There are a lot of methods one can use for web-crawling seed lists:
- Typosquatted domain names
- Web engines search
- Blacklists
- Spam emails
Today I would like to show you a simple way to perform google search using the latest AJAX API provided by google. As some may know, google provided SOAP API in the past, which is still accessible if you have a key. However, to use AJAX there is no key or registration required. The only limitation at the moment of this writing is the number of search results you get.

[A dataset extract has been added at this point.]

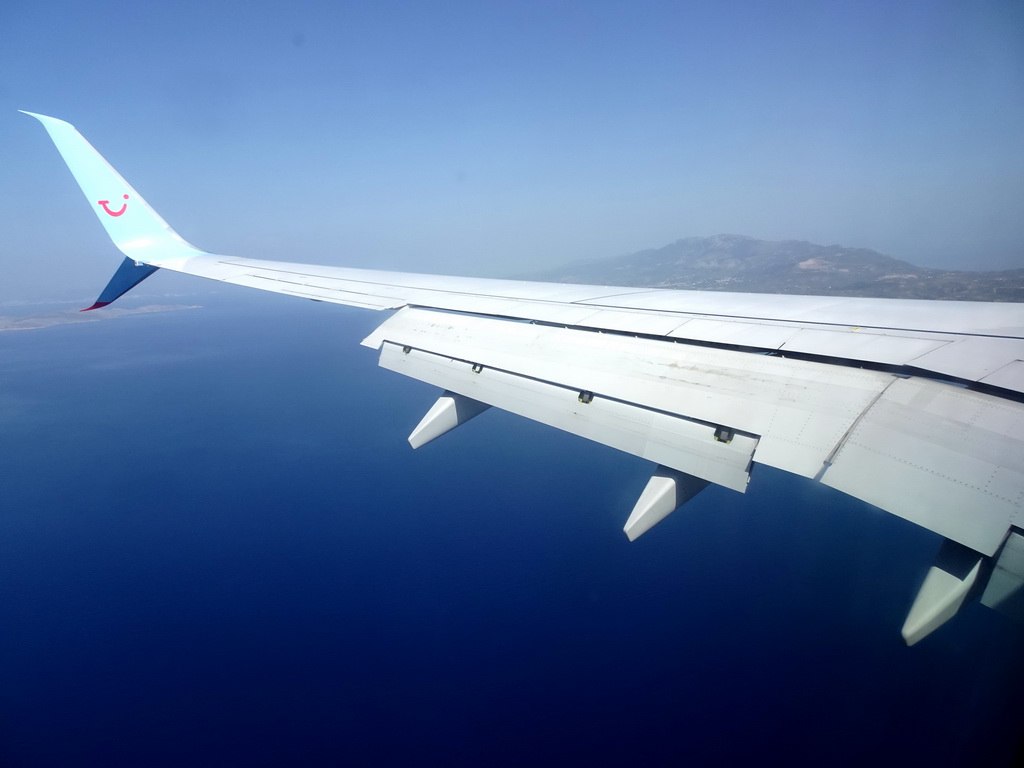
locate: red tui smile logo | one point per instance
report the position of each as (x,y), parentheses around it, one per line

I was able find information that google allows 32 results per search, but I'm able to extract 40 results per search.
Here's a little script that we use: (download from here)
import urllib
import simplejson
import sys
import time
import os
# Add a search keyword in the searchKeywords array
# This script takes 40 results from google and saves it to searchResults.txt file
# Only urls for the search are saved.
searchKeywords = ['honeynet', 'python', 'windows']
def main():
totalResults = 0
f = open('searchResults.txt', 'w')
for query in searchKeywords:
print "Searching %s" % query
query = urllib.urlencode({'q' : query})
sCounter = 0
urls = []
while ( sCounter <= 36 ):
url = 'http://ajax.googleapis.com/ajax/services/search/web?start=%d&v=1.0&%s' \
% (sCounter, query)
search_results = urllib.urlopen(url)
json = simplejson.loads(search_results.read())

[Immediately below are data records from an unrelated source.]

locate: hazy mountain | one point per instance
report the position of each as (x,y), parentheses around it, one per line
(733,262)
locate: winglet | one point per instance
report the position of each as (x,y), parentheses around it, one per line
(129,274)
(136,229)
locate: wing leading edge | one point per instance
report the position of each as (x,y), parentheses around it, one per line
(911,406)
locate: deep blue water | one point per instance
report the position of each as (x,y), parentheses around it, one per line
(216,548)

results = json['responseData']['results']
for i in results:
f.write('%s\n' % i['url'])
totalResults += 1
sCounter += 4
# close the results file
f.close()
if __name__=='__main__':
main()
You can hard-code your desired queries in the searchKeywords array by appending new or replacing existing strings: searchKeywords = ['honeynet', 'python', 'windows']
One interesting thing to note is the URL that we use to perform the search:
http://ajax.googleapis.com/ajax/services/search/web?start=%d&v=1.0&%s
Here, start=%d takes us to the specified search page. Every query returns 4 search results, therefore we increment sCounter by 4 until a total of 40 results is extracted.

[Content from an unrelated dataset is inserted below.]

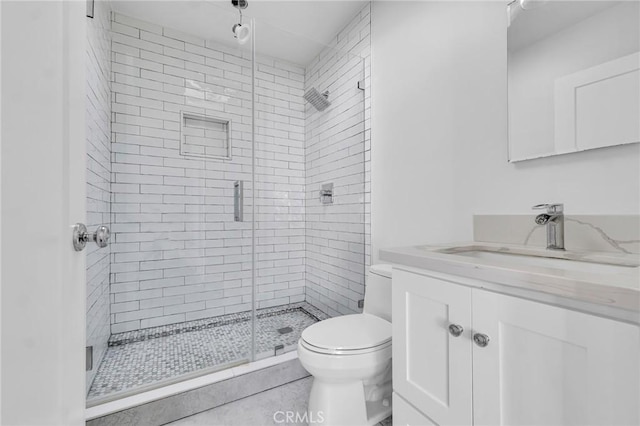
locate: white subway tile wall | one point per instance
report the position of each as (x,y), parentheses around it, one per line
(177,253)
(98,118)
(337,150)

In the default google search from a web browser you usually get 10 results per page, so modifying 'start' argument to '100' will take you to the 11th page:
http://www.google.ca/search?q=google&hl=en&start=100&sa=N
The search query itself is usually appended to the end of URL using &%s. There are additional options you can insert into the URL, which you can easily find from google.